MERCI D'avance de toutes vos reponses qui seront je suis sur tres interessantes

bruce
Re: fin d'analyse
samedi 30 juin 2007 08:36
Bonjour Bruce
voici un article de Viviane thibaudier sur la fin de l'analyse
[www.cgjungfrance.com]
bonne chance a toi dans tes projets
Françoise
Re: fin d'analyse
samedi 30 juin 2007 12:44
Bruce,

Pour moi l'analyse ne se termine jamais : l'inconscient est tellement riche, créateur, ... "L'analyse s'arrête quand le patient est ruiné" disait Jung.
Pour moi,il y a des étapes : envie d'arrêter, ras-le-bol, joie à y aller, lourdeur à y aller, croyance qu'elle est terminée.

En tant que futur psychothérapeute, je choisis d'être en analyse ET en psychothérapie (celle que je fais en AT et en jungienne se complètent à merveille et l'une renforce l'autre bien que je travaille sur des choses totalement différentes) moi-même jusqu'à la fin de ma vie.

Je suis heureux de voir que de ton coté des choses bougent et comme Françoise je te souhaite plein de belles choses pour la réalisation de tes projets.

Bien à toi,

Alexandre

"Je suis, j'aime, j'agis, j'unis"

"Oser exprimer ses craintes, en en prenant la responsabilité, c'est construire la confiance dans le couple" J.P Faure

"Mon blog: clidre.skyblog.com"
Re: fin d'analyse
samedi 30 juin 2007 13:53
Bonjour Françoise,

Me vient cette idée après avoir parcouru cet article.

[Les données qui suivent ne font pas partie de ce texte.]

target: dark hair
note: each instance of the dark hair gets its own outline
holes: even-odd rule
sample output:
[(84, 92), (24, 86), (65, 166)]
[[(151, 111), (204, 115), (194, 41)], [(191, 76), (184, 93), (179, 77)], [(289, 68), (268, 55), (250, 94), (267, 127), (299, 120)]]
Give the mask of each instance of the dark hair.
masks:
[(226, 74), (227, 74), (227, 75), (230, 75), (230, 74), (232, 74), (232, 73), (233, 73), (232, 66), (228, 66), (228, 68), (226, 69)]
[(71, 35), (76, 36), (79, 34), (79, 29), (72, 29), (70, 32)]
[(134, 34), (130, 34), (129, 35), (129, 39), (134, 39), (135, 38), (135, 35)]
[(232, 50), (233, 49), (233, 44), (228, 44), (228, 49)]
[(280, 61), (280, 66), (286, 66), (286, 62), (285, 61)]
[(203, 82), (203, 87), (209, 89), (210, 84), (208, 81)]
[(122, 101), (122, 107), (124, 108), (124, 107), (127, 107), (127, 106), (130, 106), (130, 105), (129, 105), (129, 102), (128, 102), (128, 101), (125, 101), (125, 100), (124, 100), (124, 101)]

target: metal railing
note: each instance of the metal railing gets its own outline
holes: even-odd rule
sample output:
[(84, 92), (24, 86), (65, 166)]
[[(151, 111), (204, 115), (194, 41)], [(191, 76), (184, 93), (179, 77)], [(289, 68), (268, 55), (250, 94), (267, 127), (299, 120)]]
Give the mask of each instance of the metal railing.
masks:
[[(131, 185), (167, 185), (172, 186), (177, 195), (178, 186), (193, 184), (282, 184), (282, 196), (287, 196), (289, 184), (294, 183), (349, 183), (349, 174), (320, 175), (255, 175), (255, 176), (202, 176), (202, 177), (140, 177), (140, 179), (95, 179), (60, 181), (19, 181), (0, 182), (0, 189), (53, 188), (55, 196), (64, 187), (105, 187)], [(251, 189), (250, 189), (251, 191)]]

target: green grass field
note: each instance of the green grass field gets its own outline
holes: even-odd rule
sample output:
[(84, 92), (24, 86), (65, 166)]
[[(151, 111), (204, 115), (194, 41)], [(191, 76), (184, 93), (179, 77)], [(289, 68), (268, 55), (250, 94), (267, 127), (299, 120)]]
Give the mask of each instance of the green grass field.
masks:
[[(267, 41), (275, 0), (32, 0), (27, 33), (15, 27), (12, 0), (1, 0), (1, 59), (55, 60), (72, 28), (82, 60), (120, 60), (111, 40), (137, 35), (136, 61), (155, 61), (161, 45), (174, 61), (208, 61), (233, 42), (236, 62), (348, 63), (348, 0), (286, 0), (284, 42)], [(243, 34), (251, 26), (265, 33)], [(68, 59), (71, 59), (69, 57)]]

Ceux qui s'empressent de recommander à autrui une analyse (de quelque école qu'elle fut) devraient commencer par leur parler de "la fin", puis les laisser apprécier en leur âme et conscience si les risques en valent la peine...

Amicalement.
Hakim, anti-analytique notoire smiling smiley
Re: fin d'analyse
samedi 30 juin 2007 14:24
Je partage ton point de vue, Hakim, mais je souhaite que tu ne sois pas effrayé par ces phénomènes en fin d'analyse... Moi qui ait toujours été tenté par l'analyse, et toujours plus tenté par l'expérience vécue sans artifices aussitôt, j'ai été particulièrement séduit par ces phénomènes, avec toujours cette tentation de commencer une analyse... suivie par la tentation de vivre plus intensément ma vie.

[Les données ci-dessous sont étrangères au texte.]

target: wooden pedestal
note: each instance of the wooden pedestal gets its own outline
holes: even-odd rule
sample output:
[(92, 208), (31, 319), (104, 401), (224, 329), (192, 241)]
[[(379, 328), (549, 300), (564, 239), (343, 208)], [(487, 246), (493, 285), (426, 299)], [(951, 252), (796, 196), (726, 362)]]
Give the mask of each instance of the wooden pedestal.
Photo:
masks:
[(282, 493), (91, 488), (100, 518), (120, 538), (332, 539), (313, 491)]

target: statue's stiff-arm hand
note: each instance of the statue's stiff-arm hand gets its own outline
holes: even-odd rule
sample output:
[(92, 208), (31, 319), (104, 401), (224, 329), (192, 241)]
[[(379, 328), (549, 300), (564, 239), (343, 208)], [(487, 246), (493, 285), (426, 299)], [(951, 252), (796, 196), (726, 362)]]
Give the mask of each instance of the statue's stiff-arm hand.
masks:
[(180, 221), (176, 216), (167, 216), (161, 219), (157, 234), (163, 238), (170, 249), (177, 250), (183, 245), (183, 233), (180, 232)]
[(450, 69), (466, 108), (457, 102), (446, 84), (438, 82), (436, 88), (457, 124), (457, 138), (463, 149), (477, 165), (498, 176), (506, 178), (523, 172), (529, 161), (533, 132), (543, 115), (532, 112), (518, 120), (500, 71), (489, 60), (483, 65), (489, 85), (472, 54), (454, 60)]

Je souhaite que tu ne sois pas effrayé par ces phénomènes en fin d'analyse, même si je concède que je les trouve fort périlleux.

Cordialement,
Nathanael
Re: fin d'analyse
samedi 30 juin 2007 14:33
Salut Nathanael,

>> j'ai été particulièrement séduit par ces phénomènes

Le chant des sirènes est aussi très séduisant smiling smiley
Cela dit, je fais personnellement beaucoup plus confiance aux méthodes initiatiques traditionnelles éprouvées.

Amitiés.
Hakim
Re: fin d'analyse
samedi 30 juin 2007 14:36
Bonjour Hakim

les "Ceux qui s'empressent de recommander..."ne font pas partie de mes connaissances ni de mes collègues ni de ma pratique... Neannoins, apres avoir "consommé" deux analystes, je me demande encore : est-ce que ça valait la peine ?...
Françoise , dans le nec plus ultra de l'article
Amicalement
Re: fin d'analyse
samedi 30 juin 2007 14:37
mais la mythanalyse jungienne est une methode initiatique eprouvée ...
Françoise
Re: fin d'analyse
samedi 30 juin 2007 14:59
Oui, il s'agit bien du chant des sirènes.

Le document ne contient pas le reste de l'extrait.